Reversible phosphorylation and ubiquitylation of proteins underpin the regulation of many cell signalling processes. Faulty signalling cascades account for many human diseases, including skin and bone disorders, cancer and neurodegenerative diseases.
Our group focusses on two key areas of research:
A: FAM83 family as key regulators CK1 isoforms: The CK1 family of constitutively active protein kinases controls a plethora of cellular processes and their misregulation is associated with many human diseases, yet the regulation of CK1 activity, substrate specificity, subcellular localisation and turnover are still understood poorly. Building on our recent discoveries, the research in our group is exploring the hypothesis that the family of FAM83 proteins are key regulators of CK1 isoforms, which act by directing specific CK1 isoforms to distinct subcellular compartments and substrates. We have shown that FAM83G (aka PAWS1) mediates Wnt signalling through association with CK1α. Moreover, pathogenic PAWS1 mutations that cause palmoplantar hyperkeratosis are unable to interact with CK1α, and consequently fail to mediate Wnt signalling. We have also shown that FAM83D directs CK1α to the mitotic spindle to ensure proper spindle positioning and timely cell division.
We aim to continue to dissect the roles of FAM83 proteins in CK1 biology and human diseases. Some key research objectives are:
- Understand the molecular basis of FAM83-CK1 interaction.
- Identify, and characterise the roles of, PAWS1-dependent CK1α substrates in Wnt signalling and FAM83D-dependent CK1α substrates in mitosis.
- Delineate the molecular mechanisms by which other FAM83 proteins direct specific CK1 isoforms to specific subcellular compartments and substrates in response to different signalling cues.
B: Harnessing the ubiquitin proteasome system for drug discovery: Efficient targeted proteolysis of endogenous proteins is desirable in therapeutics and as a research toolkit.
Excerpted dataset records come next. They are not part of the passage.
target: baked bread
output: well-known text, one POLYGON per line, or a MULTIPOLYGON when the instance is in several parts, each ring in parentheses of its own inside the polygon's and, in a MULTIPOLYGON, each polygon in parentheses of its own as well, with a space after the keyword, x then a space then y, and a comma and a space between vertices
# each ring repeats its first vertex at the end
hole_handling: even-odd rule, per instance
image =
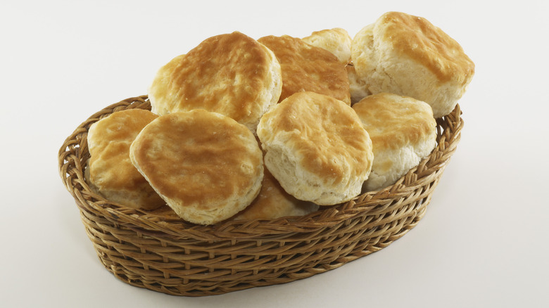
POLYGON ((274 53, 242 33, 210 37, 157 72, 149 89, 160 115, 204 109, 221 113, 252 132, 278 102, 282 82, 274 53))
POLYGON ((319 205, 360 194, 372 167, 368 133, 351 107, 331 96, 294 94, 263 115, 258 136, 282 188, 319 205))
POLYGON ((391 92, 429 103, 435 117, 455 107, 474 64, 461 46, 424 18, 389 12, 356 34, 351 58, 372 94, 391 92))
POLYGON ((351 105, 345 65, 331 52, 288 35, 268 36, 258 41, 272 50, 282 71, 279 102, 305 91, 327 95, 351 105))
POLYGON ((132 142, 157 117, 149 110, 128 109, 92 124, 86 176, 92 190, 109 200, 136 209, 153 210, 165 204, 130 160, 132 142))
POLYGON ((159 117, 130 148, 132 162, 183 219, 212 224, 257 196, 263 153, 244 125, 197 109, 159 117))
POLYGON ((368 86, 356 75, 355 66, 347 65, 345 66, 347 70, 347 76, 349 78, 349 93, 351 94, 351 103, 358 103, 361 99, 371 95, 368 90, 368 86))
POLYGON ((345 29, 334 28, 315 31, 301 39, 307 44, 334 53, 343 65, 351 62, 351 43, 353 39, 345 29))
POLYGON ((233 218, 234 220, 303 216, 318 210, 318 205, 315 203, 301 201, 289 195, 267 169, 264 168, 263 170, 265 175, 259 195, 250 205, 233 218))
POLYGON ((393 184, 436 146, 436 122, 427 103, 390 93, 371 95, 353 105, 370 134, 374 165, 366 191, 393 184))

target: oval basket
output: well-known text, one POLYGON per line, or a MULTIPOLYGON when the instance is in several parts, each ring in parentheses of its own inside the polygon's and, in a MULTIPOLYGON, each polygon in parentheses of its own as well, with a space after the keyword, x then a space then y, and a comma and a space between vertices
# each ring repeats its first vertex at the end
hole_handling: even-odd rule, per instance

Gene knockouts are irreversible and, for many proteins, not feasible. Similarly, RNA interference approaches necessitate prolonged treatments, can lead to incomplete knockdowns and are often associated with off-target effects. Direct proteolysis of target proteins can overcome these limitations. Our lab has developed the Affinity-directed PROtein Missile (AdPROM) System to target endogenous proteins for efficient degradation. We aim to develop this system further to engineer highly efficient inducible AdPROM as well as adapt it to rapidly establish the best E3 ligases for most efficient degradation of target proteins. We want to exploit AdPROM to rapidly test the druggability of so-called “undruggable” targets by proteolysis. We will also explore the therapeutic potential of AdPROM in clearing misfolded proteins that are hallmarks of many neurodegenerative diseases.